Uit de overgelegde stukken alsmede uit hetgeen bij gelegenheid van de mondelinge behandeling in hoger beroep door en namens [appellante] naar voren is gebracht blijkt dat [appellante] in 2010 een motorvoertuig heeft gehad waarmee zij onverzekerd aan het verkeer heeft deelgenomen. Gedurende deze onverzekerde verkeersdeelname is [appellante] betrokken geraakt bij een kettingbotsing. Hieruit is een schuld aan het waarborgfonds ontstaan van € 38.349,11 (schuld no. 11, ontstaansdatum 1 december 2010, op de verklaring ex artikel 285 Fw). Tevens heeft [appellante] voor haar onverzekerde verkeersdeelname een negental boetes ontvangen voor een totaal bedrag van € 8.806,10 (schuld no. 3, ontstaansdatum 29 oktober 2010, op de verklaring ex artikel 285 Fw). Deze schulden zijn naar hun aard per definitie niet te goeder trouw ontstaan en vertegenwoordigen daarbij bovendien een aanzienlijk gedeelte, ruwweg driekwart, van de totale schuldenlast. De ontstaansdata van deze schulden zijn gelegen binnen een termijn van vijf jaar voorafgaand aan de dag waarop het verzoekschrift is ingediend.

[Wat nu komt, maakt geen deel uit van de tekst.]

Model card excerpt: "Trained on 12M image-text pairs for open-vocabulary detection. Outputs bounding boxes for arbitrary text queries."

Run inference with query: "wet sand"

Deze in de wet neergelegde termijn van vijf jaar betreft naar het oordeel van het hof niet slechts een richtlijn dan wel indicatie.
3.7.3.
Nu [appellante] , nog daargelaten dat er geen medische stukken zijn overgelegd waaruit blijkt dat [appellante] al in onder meer 2010 ernstige psychische problemen had in de vorm van een ernstige depressie, gelet op het vorengaande niet voldoet aan het vereiste van artikel 288 lid 1 sub b Fw zal het hof toetsing aan de overige cumulatieve vereisten van artikel 288 Fw, meer concreet de vraag of [appellante] in staat moet worden geacht om ondersteund door haar beschermingsbewindvoerder, mentor en individuele begeleiders alle voor haar uit de schuldsaneringsregeling voortvloeiende kernverplichtingen naar behoren te kunnen nakomen, achterwege laten.
3.8.
Het vonnis waarvan beroep zal
op andere gronden
-worden bekrachtigd.

4.De uitspraak

Het hof:
bekrachtigt het vonnis waarvan beroep.
Dit arrest is gewezen door mrs. A.P. Zweers-van Vollenhoven, L.Th.L.G. Pellis en J.H.Th. Veldman en in het openbaar uitgesproken op 23 juli 2015.